Cytoscape, a popular publically available bioinformatics package (http://www.cytoscape.org), represents networks, with biological entities as nodes and biological interactions as edges between nodes[95]. Plugins are designed to run several types of analysis. Before plugins are applied all satellite networks are removed leaving a single interconnected network of nodes. This study uses two such plugins, CentiScaPe and MCODE.

CentiScaPe

CentiScaPe is an interface to analyze topology of protein-protein interaction networks[96]. CentiScaPe uses a variety of graph theory centrality measurements to determine and develop sub networks. In this study we used the following:

Eccentricity

Eccentricity computes the shortest paths between a single node and all other nodes in the graph. Next the longest shortest path is chosen and the reciprocal is taken. Higher value represent nodes that have the shortest paths, meaning all other nodes are in its proximity. All other proteins within the network easily reach proteins with high eccentricity. Thus, a protein with high eccentricity dictates functional directions, but also is subjected to functional control by binding partners. On the opposite end, a low eccentricity suggests a peripheral functional role.

Closeness

Closeness computes the shortest path between a single node and all other nodes. The summation is taken of the shortest paths and the reciprocal is taken. Nodes with high closeness are in close proximity to all other nodes in the network. If the closeness measure is low, all other nodes are distant from this node. Closeness measurements can also reflect few nodes that are very close or distant from a specific node. Therefore closeness is not specific to the nature of the node couples and should be compared with eccentricity and radiality. In relation to PPI networks, closeness can represent functionally and points of competition between proteins.

Radiality

Radiality is calculated similarly to closeness, but subtracts the diameter of the graph from each path. This value is then summated and finally divided by the number of nodes minus 1. Short paths have high radiality values where as long paths have low values. With respect to the diameter high radiality nodes are closer to other nodes. In PPI networks radiality can represent functional relevancy between a single protein and other proteins and functional directional control.

MCODE

Another plugin used Molecular Complex Detection, MCODE, formulates clusters within a network[97]. MCODE, a theoretic clustering algorithm, identifies densely connected areas in large protein-protein interaction networks that could suggest protein complexes. MCODE is built on vertex weighting by local neighborhood density and outward crossing from a locally dense protein isolating the dense regions according to user specific parameters.[97] MCODEv1.32 was used for cluster identification among the proteins with the two sub networks.

MetaCore

MetaCore is commercially available software (GeneGo, Thompson Reuters, New York, NY) for functional analysis of high throughput data.
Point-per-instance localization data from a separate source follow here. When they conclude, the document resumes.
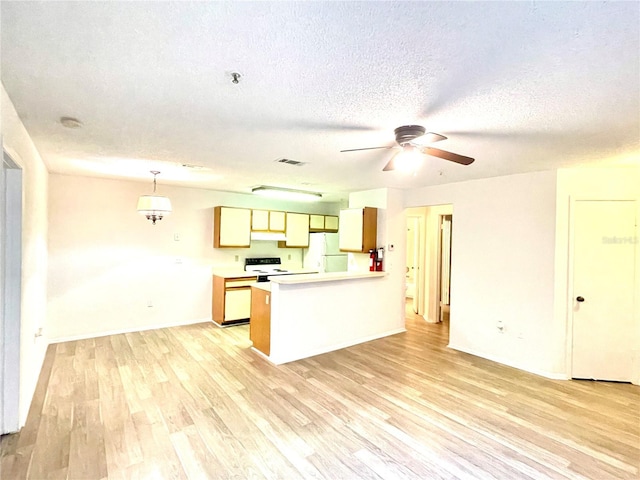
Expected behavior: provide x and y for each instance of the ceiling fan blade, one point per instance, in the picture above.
(368, 148)
(452, 157)
(428, 137)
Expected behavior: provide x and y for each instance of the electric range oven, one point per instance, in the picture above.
(265, 267)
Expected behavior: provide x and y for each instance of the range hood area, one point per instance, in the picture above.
(268, 236)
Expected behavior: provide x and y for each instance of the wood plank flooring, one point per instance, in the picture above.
(195, 402)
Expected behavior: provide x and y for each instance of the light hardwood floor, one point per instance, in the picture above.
(195, 402)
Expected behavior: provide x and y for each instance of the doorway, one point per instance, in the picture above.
(428, 262)
(604, 258)
(10, 293)
(444, 268)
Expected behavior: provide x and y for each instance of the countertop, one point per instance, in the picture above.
(262, 285)
(240, 273)
(324, 277)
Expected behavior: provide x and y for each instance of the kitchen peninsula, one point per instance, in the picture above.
(299, 316)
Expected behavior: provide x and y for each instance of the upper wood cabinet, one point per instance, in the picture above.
(331, 223)
(316, 223)
(267, 221)
(231, 227)
(297, 231)
(323, 223)
(358, 229)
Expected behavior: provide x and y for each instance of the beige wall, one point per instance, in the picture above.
(18, 145)
(503, 251)
(107, 263)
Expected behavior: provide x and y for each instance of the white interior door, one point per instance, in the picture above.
(604, 249)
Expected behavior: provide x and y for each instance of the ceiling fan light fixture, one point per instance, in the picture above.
(408, 160)
(287, 193)
(154, 207)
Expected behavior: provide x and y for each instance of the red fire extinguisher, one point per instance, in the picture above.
(379, 260)
(372, 260)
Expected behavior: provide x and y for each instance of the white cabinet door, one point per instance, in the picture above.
(237, 304)
(297, 230)
(276, 221)
(235, 227)
(259, 220)
(351, 228)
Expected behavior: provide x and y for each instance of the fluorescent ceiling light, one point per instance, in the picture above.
(287, 194)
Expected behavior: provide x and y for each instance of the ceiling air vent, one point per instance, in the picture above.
(290, 162)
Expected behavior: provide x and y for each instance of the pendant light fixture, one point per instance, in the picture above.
(154, 207)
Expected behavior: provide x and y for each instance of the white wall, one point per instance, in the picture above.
(622, 183)
(503, 251)
(107, 263)
(17, 143)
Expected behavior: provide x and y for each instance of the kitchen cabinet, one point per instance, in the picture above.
(358, 229)
(323, 223)
(316, 223)
(260, 325)
(297, 231)
(231, 227)
(330, 223)
(267, 221)
(231, 299)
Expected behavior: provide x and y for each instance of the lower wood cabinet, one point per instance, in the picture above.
(231, 300)
(260, 325)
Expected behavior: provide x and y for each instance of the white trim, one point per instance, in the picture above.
(550, 375)
(85, 336)
(10, 293)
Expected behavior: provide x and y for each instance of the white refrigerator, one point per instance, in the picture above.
(324, 254)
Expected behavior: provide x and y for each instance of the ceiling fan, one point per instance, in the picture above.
(408, 159)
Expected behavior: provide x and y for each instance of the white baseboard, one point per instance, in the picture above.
(85, 336)
(541, 373)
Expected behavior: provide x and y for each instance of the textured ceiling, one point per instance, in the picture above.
(520, 86)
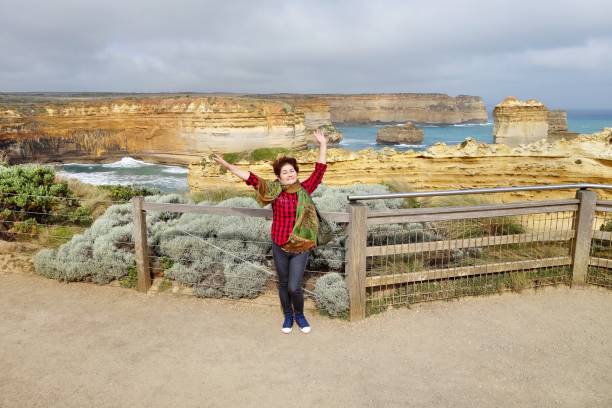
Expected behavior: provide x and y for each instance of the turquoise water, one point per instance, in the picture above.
(128, 171)
(174, 178)
(359, 137)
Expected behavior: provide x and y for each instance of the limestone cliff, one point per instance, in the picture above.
(519, 122)
(175, 130)
(316, 114)
(406, 133)
(557, 126)
(587, 159)
(403, 107)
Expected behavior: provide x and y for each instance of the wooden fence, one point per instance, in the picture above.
(583, 208)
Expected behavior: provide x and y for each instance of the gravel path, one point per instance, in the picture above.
(76, 345)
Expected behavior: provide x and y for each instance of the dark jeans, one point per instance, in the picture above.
(290, 270)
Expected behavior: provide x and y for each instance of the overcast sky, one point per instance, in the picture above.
(559, 52)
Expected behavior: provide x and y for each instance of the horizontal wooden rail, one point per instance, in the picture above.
(428, 217)
(432, 274)
(481, 211)
(603, 235)
(417, 247)
(231, 211)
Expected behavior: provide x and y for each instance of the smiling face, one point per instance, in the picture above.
(287, 174)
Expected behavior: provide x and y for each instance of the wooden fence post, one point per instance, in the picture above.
(583, 225)
(356, 260)
(140, 245)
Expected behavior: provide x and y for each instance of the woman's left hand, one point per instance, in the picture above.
(320, 137)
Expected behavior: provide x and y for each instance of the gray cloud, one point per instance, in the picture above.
(559, 52)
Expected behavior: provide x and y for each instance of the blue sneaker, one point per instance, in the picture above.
(288, 323)
(302, 322)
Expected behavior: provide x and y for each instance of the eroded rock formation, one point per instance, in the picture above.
(587, 159)
(406, 133)
(403, 107)
(519, 122)
(175, 130)
(557, 126)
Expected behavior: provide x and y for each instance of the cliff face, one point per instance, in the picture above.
(586, 159)
(167, 130)
(403, 107)
(406, 133)
(519, 122)
(316, 114)
(557, 126)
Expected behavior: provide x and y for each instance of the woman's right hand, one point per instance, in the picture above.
(219, 160)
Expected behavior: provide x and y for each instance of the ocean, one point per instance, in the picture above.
(174, 178)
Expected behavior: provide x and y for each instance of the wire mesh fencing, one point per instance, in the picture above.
(449, 255)
(600, 261)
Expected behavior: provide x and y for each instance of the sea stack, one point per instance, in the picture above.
(406, 133)
(557, 126)
(519, 122)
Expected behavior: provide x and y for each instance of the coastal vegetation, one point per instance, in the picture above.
(229, 256)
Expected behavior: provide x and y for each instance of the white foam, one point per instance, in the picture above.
(127, 162)
(175, 170)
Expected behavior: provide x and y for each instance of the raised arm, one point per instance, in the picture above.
(320, 137)
(238, 172)
(312, 182)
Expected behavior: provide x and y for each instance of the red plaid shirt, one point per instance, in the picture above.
(285, 205)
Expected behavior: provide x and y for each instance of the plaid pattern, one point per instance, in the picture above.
(284, 207)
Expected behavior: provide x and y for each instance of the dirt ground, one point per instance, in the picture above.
(76, 345)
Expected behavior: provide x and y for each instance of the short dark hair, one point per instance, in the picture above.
(281, 161)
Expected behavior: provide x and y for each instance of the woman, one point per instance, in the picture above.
(294, 225)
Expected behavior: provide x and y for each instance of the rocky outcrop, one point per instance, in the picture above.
(587, 159)
(557, 126)
(403, 107)
(175, 130)
(519, 122)
(401, 134)
(316, 115)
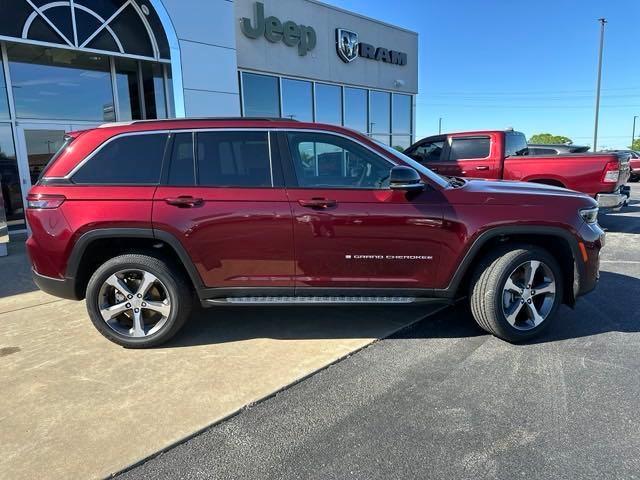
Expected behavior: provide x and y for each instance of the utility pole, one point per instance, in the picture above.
(603, 22)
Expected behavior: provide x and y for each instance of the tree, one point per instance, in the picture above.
(548, 138)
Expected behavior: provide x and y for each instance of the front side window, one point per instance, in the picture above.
(468, 148)
(428, 152)
(328, 161)
(126, 160)
(233, 159)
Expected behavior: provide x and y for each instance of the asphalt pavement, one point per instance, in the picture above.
(444, 400)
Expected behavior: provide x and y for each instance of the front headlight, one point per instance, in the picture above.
(589, 215)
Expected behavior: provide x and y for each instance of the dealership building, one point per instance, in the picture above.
(75, 64)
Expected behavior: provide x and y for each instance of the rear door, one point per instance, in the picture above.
(352, 233)
(223, 197)
(474, 156)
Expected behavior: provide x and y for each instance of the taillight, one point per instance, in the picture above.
(44, 202)
(612, 172)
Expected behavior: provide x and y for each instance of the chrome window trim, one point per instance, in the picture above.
(213, 129)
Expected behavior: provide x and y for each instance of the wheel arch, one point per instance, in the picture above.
(557, 241)
(96, 246)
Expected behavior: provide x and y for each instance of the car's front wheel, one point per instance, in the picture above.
(516, 293)
(138, 301)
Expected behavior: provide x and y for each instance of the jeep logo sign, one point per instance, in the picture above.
(349, 48)
(290, 33)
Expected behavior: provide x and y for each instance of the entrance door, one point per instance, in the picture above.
(37, 143)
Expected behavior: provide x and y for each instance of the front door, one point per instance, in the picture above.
(229, 209)
(350, 229)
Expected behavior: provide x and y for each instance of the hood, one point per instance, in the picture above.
(514, 193)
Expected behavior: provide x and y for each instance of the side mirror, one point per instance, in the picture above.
(405, 178)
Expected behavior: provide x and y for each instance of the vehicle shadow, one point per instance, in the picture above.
(598, 313)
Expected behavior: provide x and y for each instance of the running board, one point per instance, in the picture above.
(318, 300)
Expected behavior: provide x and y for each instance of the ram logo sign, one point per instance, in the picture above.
(349, 48)
(347, 45)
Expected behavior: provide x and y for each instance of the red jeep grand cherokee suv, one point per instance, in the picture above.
(142, 218)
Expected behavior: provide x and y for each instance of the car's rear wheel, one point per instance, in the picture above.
(138, 301)
(516, 293)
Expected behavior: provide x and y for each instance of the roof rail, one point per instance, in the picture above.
(228, 119)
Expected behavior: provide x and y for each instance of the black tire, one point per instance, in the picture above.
(486, 290)
(178, 292)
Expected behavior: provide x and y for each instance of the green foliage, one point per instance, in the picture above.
(548, 138)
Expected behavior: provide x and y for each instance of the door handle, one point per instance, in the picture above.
(184, 201)
(318, 203)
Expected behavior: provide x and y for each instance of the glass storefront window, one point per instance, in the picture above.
(10, 179)
(401, 142)
(297, 101)
(386, 139)
(328, 104)
(51, 83)
(355, 109)
(401, 113)
(128, 89)
(155, 100)
(261, 96)
(4, 100)
(380, 114)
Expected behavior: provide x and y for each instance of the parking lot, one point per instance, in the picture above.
(440, 398)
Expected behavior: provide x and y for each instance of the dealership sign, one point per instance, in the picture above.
(274, 30)
(349, 48)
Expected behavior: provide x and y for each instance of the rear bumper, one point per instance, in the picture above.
(593, 238)
(63, 288)
(613, 200)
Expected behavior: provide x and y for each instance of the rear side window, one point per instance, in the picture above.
(127, 160)
(233, 159)
(515, 144)
(469, 148)
(182, 167)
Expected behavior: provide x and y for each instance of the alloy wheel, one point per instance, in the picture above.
(528, 295)
(134, 303)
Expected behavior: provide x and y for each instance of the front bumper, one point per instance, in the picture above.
(63, 288)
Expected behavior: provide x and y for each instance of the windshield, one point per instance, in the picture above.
(417, 166)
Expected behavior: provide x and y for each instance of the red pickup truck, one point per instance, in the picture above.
(504, 155)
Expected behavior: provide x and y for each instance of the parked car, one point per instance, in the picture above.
(556, 149)
(141, 218)
(634, 163)
(499, 154)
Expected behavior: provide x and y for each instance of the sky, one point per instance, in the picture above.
(493, 64)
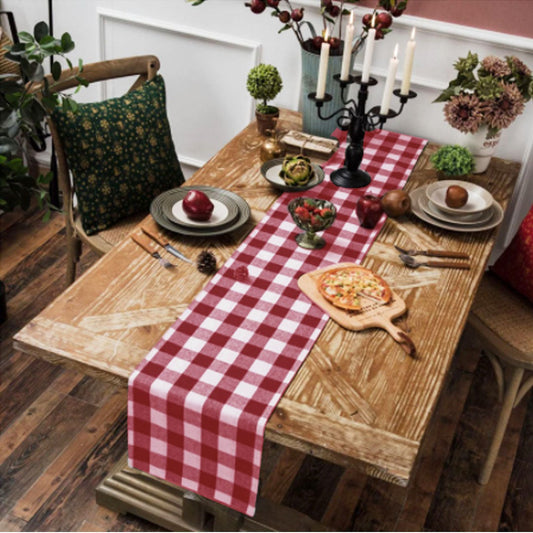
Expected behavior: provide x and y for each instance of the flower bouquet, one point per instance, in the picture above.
(486, 97)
For this study we focused on using the Disease (by biomarker) analysis. MetaCore bases disease ontology on classifications in Medical Subject headings. Each disease has a corresponding biomarker gene or sets of genes and p-value statistic based on the probability of a random intersection of two different gene sets. The p-value of the intersection between an experimental gene and ontology is considered as a measure of relevance of said ontology to the experimental dataset.

The Database for Annotation, Visualization and Integrated Discovery (DAVID)

DAVID is a publically available database (http://david.abcc.ncifcrf.gov) that offers a comprehensive set of functional annotation tools to recognize biological meaning behind list from high through put experiments. For this study we focused on using the disease information in the Genetic Association Database curated within DAVID’s functional analysis. The statistics used for predicted disease ontologies are p-values using Fisher’s exact test.. Each statistical measure corresponds to the probability of one or more genes overlapping with the predicted disease ontology.